Thanks to severe weather the previous Thursday, I missed fishing that morning due to lightning, and had not fished on Belton since the previous Saturday. Over that timeframe there had been much environmental change. We got a tremendous amount of rain, the Leon River went out of its banks, the Corps of Engineers stopped releasing water, and Belton Lake began to rise very quickly.

All of this environmental change seems to have thrown the fish into a funk. I spent over an hour beginning at 6:30 AM searching for fish in the main basin, and found nothing that led me to even put a line in the water.

I decided to head up into one of Belton’s tributaries, and we were able to find a few fish, but never really got a solid, continuous bite going. The fish have definitely moved up shallower, as has the bait, and what we caught came in dribs and drabs of 2 to 3 fish at a time with occasional singles mixed in. On several occasions we had large schools of fish, which I suspected were white bass, show directly beneath the boat on sonar. Despite working our slabs immediately in the midst of them, and seeing the slab mixed in the presence of these fish on sonar, we simply did not get hit.

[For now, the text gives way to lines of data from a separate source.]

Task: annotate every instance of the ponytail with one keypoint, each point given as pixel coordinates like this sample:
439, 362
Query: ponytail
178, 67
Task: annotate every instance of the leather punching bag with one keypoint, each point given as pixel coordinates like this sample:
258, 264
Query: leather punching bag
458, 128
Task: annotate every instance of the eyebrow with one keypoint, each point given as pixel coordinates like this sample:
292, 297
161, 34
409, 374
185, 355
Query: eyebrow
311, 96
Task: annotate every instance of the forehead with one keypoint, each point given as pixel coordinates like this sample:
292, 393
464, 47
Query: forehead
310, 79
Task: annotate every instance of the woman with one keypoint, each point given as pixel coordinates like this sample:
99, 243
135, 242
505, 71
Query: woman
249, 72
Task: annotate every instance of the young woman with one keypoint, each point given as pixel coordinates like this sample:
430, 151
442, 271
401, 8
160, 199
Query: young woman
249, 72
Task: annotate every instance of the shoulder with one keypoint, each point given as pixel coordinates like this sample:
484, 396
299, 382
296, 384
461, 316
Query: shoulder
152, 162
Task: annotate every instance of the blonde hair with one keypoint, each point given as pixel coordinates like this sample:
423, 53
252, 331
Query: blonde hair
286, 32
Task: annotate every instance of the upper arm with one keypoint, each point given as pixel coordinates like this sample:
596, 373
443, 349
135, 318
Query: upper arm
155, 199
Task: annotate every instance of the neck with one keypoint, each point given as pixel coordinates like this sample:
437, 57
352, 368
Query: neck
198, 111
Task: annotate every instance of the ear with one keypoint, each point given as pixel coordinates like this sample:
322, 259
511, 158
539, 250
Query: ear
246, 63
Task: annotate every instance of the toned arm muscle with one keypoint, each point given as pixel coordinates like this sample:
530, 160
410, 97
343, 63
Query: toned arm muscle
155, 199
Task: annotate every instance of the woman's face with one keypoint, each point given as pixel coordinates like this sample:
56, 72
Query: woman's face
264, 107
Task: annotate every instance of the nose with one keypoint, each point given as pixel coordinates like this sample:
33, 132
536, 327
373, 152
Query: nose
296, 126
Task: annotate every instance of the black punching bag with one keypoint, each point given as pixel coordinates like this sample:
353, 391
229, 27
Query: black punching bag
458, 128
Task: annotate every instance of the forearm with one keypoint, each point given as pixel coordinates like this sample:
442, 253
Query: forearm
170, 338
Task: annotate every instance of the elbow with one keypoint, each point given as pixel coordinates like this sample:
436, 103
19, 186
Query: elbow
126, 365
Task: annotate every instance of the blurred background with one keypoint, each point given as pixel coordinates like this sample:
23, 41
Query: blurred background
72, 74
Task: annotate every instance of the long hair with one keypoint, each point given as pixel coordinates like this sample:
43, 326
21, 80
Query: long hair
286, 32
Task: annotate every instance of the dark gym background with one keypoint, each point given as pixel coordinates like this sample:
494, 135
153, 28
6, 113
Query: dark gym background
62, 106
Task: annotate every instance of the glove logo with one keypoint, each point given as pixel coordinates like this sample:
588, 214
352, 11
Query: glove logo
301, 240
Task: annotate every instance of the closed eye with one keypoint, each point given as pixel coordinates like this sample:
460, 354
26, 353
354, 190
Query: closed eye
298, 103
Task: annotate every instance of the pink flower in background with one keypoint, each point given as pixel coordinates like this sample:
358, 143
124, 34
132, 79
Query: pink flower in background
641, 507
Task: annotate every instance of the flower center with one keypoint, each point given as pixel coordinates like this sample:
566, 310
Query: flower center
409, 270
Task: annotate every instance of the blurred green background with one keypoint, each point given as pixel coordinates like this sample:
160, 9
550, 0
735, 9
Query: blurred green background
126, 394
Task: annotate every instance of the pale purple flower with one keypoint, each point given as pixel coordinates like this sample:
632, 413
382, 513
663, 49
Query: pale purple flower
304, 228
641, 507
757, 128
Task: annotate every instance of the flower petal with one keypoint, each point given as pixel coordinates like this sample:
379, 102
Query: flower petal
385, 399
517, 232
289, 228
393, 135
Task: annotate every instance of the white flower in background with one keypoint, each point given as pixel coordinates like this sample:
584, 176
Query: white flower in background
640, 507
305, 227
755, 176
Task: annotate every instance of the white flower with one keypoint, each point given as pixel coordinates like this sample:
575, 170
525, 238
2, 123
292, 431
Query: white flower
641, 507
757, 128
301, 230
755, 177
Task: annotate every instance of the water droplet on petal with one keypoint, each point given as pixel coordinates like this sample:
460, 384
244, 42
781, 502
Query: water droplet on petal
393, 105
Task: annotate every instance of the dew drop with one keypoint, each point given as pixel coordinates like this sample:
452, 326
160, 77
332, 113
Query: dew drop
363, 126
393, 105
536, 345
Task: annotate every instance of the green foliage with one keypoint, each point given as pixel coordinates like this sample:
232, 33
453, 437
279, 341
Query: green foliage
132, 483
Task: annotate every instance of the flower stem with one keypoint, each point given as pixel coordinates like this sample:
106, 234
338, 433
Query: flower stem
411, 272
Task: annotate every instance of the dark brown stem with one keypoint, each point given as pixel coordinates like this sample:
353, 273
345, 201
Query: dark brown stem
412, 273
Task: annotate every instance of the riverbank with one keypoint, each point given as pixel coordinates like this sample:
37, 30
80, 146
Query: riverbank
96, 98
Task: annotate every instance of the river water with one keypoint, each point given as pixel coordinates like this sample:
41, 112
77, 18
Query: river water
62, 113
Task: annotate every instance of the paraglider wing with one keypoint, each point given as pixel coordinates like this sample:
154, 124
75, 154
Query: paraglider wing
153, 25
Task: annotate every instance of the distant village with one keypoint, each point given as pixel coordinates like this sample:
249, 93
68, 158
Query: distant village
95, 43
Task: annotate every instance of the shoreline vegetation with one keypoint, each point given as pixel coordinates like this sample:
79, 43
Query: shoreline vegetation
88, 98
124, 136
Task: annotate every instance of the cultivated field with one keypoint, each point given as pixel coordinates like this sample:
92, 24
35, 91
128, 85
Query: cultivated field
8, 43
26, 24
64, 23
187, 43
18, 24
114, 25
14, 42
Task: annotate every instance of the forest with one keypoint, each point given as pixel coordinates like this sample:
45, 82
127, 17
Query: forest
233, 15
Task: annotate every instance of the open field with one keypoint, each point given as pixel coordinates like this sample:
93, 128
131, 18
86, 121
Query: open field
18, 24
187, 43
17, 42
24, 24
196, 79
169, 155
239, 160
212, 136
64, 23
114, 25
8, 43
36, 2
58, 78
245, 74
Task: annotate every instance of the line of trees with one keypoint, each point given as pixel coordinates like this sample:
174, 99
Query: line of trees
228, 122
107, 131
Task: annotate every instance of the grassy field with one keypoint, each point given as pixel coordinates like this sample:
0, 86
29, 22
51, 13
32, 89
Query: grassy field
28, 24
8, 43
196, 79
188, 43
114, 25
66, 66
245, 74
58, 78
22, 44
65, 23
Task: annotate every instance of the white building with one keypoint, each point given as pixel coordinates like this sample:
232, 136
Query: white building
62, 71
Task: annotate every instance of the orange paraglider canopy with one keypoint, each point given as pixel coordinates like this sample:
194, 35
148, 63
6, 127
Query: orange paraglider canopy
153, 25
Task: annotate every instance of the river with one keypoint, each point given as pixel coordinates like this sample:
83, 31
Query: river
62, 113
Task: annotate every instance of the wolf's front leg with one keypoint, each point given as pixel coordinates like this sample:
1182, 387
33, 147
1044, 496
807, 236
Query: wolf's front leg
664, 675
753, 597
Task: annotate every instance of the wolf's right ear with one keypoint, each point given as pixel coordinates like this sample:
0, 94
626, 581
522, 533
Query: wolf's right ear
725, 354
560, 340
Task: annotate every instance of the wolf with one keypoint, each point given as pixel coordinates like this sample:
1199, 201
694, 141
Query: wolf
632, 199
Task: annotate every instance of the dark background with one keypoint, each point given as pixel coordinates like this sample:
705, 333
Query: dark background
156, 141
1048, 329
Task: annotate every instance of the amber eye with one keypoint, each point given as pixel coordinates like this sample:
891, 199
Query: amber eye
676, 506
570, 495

When fish did respond to live bait, I watched sonar as the hooked fish were fought to the boat, and never once did any schoolmates follow a hooked fish up off bottom.  I checked in with fellow guide, Charles Howard and with several Belton “regulars”, and they all reported soft results during this same time frame.

I extended our trip for 2 additional hours hoping a wind shift or light level change would help things out, but that was not to be.  When all was said and done we had landed just 16 fish today with 14 of them coming on live bait, one on a downrigged umbrella rig, and one on an “eased” slab.

I appreciate Greg’s approach to things — seeing that we were having a slow day, he passed all of the fish that hit on his rod off to one of the ladies.

 

TALLY = 16 fish, all caught and released

 

TODAY’S CONDITIONS/NOTES:

Start Time: 6:30a

End Time:  12:30a

Air Temp. @ Trip’s Start: 67F

Water Surface Temp:  75.4F

Wind Speed & Direction:  Winds SSE7-8

Sky Conditions:  100% grey cloud cover for the entire trip.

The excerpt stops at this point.